There is a lot of biochemistry related to the annual leaf drop. The process is part of what trees undergo to make themselves hardy for the cold and dryness of winter. Northern trees have some astounding and fascinating adaptations.

While timing is largely controlled by photoperiod, the intensity and visual quality of the Fall colors can be impacted by weather. Tree stress might precipitate a more effective or quicker re-absorption of the green chlorophyll molecules. The compounds with red, yellow, and purple pigments may be brighter, or persist for a little longer. Frost can also have influence on the quality of Fall colors, too.

This year, many trees were forced into producing a second set of leaves. A variety of insects munched away at the forests and many of us will remember the forest tent caterpillar for years to come. While these are normal occurrences in the life of a forest, the stress may contribute to an earlier Fall color change in some parts of the Upper Peninsula. But it's dangerous to predict color change patterns.

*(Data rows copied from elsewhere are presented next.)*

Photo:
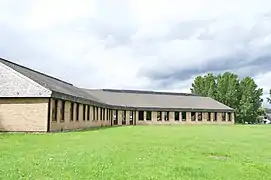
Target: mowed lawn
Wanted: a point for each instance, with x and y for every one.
(140, 152)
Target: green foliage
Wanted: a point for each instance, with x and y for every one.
(269, 99)
(139, 152)
(243, 95)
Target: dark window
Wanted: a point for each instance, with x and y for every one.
(123, 117)
(131, 117)
(141, 115)
(77, 112)
(84, 112)
(148, 116)
(101, 114)
(88, 113)
(107, 114)
(104, 114)
(223, 116)
(199, 116)
(54, 118)
(215, 116)
(166, 116)
(177, 116)
(209, 116)
(71, 111)
(229, 116)
(94, 113)
(193, 116)
(159, 116)
(116, 117)
(183, 116)
(62, 111)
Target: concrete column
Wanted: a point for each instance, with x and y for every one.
(127, 117)
(91, 113)
(67, 114)
(171, 116)
(163, 116)
(227, 117)
(188, 117)
(154, 116)
(233, 117)
(120, 117)
(196, 114)
(136, 116)
(219, 117)
(145, 115)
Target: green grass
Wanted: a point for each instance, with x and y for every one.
(140, 152)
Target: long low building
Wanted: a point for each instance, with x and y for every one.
(33, 101)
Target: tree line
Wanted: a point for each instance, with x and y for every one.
(241, 94)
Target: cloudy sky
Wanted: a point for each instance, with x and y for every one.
(138, 44)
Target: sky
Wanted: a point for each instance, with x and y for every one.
(138, 44)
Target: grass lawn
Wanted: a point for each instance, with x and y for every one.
(140, 152)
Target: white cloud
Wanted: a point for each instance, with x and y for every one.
(106, 44)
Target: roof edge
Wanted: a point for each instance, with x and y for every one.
(35, 71)
(146, 92)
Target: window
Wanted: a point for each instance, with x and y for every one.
(209, 116)
(84, 112)
(54, 109)
(199, 116)
(77, 112)
(62, 111)
(183, 116)
(104, 114)
(88, 113)
(149, 116)
(94, 113)
(141, 115)
(166, 116)
(215, 116)
(177, 116)
(223, 116)
(193, 116)
(115, 116)
(229, 116)
(101, 114)
(71, 111)
(131, 117)
(159, 116)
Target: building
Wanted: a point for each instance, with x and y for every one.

Most of our hardwood, or broad-leaf, forest consists of maples, aspens, and birches. We eagerly anticipate the crimson and gold of maples, which pretty much knocks the socks off color changes in other parts of the continent. Our aspens also turn a lively yellow color, especially with the right weather conditions. Birch are much the same way. A bright yellow canopy over a snow-white paper birch stand is an experience not soon forgotten.

But, let us not ignore the softwoods, or evergreens. Although they do retain needles year-round, they don't retain them all. The older needles, nearer to the trunk, fall off every year. The only exception to this is the glorious tamarack. Not only does it lose all its needles each Fall, but it typically departs the season in a flaming blaze of gold!

Every season hosts a multitude of changes in the forest and all that lives there, including we humans. Fall color is arguably the favorite of all seasonal changes, and without doubt the outdoors is teeming with interesting events this time of the year. What new things might you discover hidden amid the kaleidoscope of Fall?